Institutional priorities for 2018 and future of EU Budget

The College discusses priorities for 2018 and holds an orientation debate on the EU budget after 2020

Institutional Priorities for 2018

In the first meeting of 2018, the College of Commissioners discussed today the institutional priorities for this year, a year to deliver on the reform of the Economic and Monetary Union, secure the EU’s borders, overhaul the EU’s asylum system, get back to Schengen, complete the Digital Single Market, and bring the Western Balkans closer to the Union.

89 priority files are currently on the table, 29 have already been delivered, and the College discussed how to ensure that the rest is finalised before May 2019. The debate also included an overview of the major new proposals to be expected for 2018, which will feed into the Roadmap for a more united, stronger and more democratic Union. The Commission will focus on fairness, ensuring Europe can respond in a quicker and more decisive way, using our Treaties to the fullest, and making sure Europe is leading the way in grasping new opportunities and facing up to new challenges.

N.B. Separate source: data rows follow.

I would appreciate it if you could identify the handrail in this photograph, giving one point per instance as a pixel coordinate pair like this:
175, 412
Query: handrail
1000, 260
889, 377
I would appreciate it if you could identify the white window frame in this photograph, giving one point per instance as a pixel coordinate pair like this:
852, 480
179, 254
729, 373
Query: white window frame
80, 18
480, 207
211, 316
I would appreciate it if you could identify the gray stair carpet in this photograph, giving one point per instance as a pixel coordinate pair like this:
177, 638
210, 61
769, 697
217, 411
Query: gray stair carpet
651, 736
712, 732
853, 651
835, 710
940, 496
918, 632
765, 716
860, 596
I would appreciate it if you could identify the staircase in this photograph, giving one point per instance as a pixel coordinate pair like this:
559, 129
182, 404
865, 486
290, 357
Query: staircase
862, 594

At the same time, the Commission’s approach will be balanced, which is why President Juncker created a new Task Force on Subsidiarity, Proportionality and “Doing Less More Efficiently” on 14 November 2017 as a follow-up to the White Paper on the Future of Europe and the State of the Union address. This was presented by First Vice-President Timmermans who debriefed the College on the state of play. The Task Force will be composed of Members of the European Parliament, the Committee of the Regions and national Parliamentarians with the objective of making recommendations on how to better apply the principles of subsidiarity and proportionality, identifying policy areas where work could be re-delegated or definitely returned to Member States, as well as ways to better involve regional and local authorities in EU policy making and delivery.

EU budget after 2020

The College also held a first orientation debate on the next Multiannual Financial Framework which is the the next long-term budget for the EU ahead of the presentation of the Commission’s proposals in May 2018.

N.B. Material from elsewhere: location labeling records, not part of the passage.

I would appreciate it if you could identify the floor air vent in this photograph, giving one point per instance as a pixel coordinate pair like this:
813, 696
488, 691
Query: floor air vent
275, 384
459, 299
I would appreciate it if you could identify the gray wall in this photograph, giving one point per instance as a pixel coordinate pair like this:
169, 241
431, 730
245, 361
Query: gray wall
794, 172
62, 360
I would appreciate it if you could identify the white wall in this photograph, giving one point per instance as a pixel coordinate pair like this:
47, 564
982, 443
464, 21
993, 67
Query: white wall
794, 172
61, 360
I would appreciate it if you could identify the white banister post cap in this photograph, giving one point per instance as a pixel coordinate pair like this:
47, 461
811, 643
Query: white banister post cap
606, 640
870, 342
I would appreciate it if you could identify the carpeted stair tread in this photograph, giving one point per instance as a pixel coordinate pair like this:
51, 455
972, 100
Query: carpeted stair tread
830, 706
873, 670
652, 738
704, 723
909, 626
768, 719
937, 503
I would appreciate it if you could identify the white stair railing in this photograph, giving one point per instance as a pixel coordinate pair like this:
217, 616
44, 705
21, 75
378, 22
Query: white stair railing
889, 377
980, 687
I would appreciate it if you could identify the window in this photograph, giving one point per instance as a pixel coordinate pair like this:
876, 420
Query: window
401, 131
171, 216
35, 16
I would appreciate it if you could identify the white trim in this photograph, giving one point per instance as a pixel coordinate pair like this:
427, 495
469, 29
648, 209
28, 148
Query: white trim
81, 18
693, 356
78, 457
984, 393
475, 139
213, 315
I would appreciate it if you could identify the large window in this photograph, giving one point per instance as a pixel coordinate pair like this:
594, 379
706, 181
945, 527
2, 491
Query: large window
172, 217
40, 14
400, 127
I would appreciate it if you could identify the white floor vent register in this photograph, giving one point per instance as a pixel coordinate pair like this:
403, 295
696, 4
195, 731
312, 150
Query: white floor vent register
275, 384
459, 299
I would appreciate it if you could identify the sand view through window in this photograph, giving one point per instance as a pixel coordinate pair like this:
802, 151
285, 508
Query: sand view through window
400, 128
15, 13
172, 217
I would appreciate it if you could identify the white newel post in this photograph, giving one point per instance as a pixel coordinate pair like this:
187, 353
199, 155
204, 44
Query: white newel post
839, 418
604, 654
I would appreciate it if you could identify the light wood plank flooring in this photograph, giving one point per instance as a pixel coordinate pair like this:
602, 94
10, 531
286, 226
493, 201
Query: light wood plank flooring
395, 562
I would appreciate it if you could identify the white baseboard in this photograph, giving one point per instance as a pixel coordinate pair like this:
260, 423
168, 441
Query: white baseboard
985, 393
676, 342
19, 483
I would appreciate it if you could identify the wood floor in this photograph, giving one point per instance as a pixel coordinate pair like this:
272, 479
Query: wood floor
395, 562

At his State-of-the-Union speech on 13 September 2017, President Juncker laid out his roadmap towards the European Summit in May 2019. He underlined that the European Union needs a budget that matches its ambitions and meets future challenges. The multiannual financial framework lays down the maximum annual amounts which the EU may spend each year in different policy fields over a period of at least 5 years. The current multiannual financial framework covers the period from 2014 to 2020. Each annual budget must comply with this framework facing a tough challenge to fund more with less.

Moreover, the Commission launched today a series of public consultations on the priorities of the EU that should be reflected in the next Multiannual Financial Framework. This follows the publication of the Commission reflection paper on the future of EU finances on 28 June 2017 and of the Commission White Paper on the future of Europe on 1 March 2017, which encouraged all citizens to join the discussion on the key decisions impacting our common future.

Resources are stretched at the seams but the EU budget is expected to continue investing for growth, jobs and innovation while addressing the major challenges of the decade to come – the digital revolution, globalisation, climate change, as well as migration, defence and security. Citizens have until 8 March to say where they think the EU has the most value added and where it should focus its investment power to maximise the impact of each euro invested. They are invited to give feedback on how the current EU policies and programmes of the EU – such as cohesion and youth policies, support to innovation and businesses and investments in strategic digital, transport and energy infrastructures — work and could further be improved in terms of performance, simplification or opportunities for synergies between funds. The results of this consultation will feed into the ongoing reflection on the next MFF alongside options and ideas already put on the table by Member States, local authorities and private stakeholders.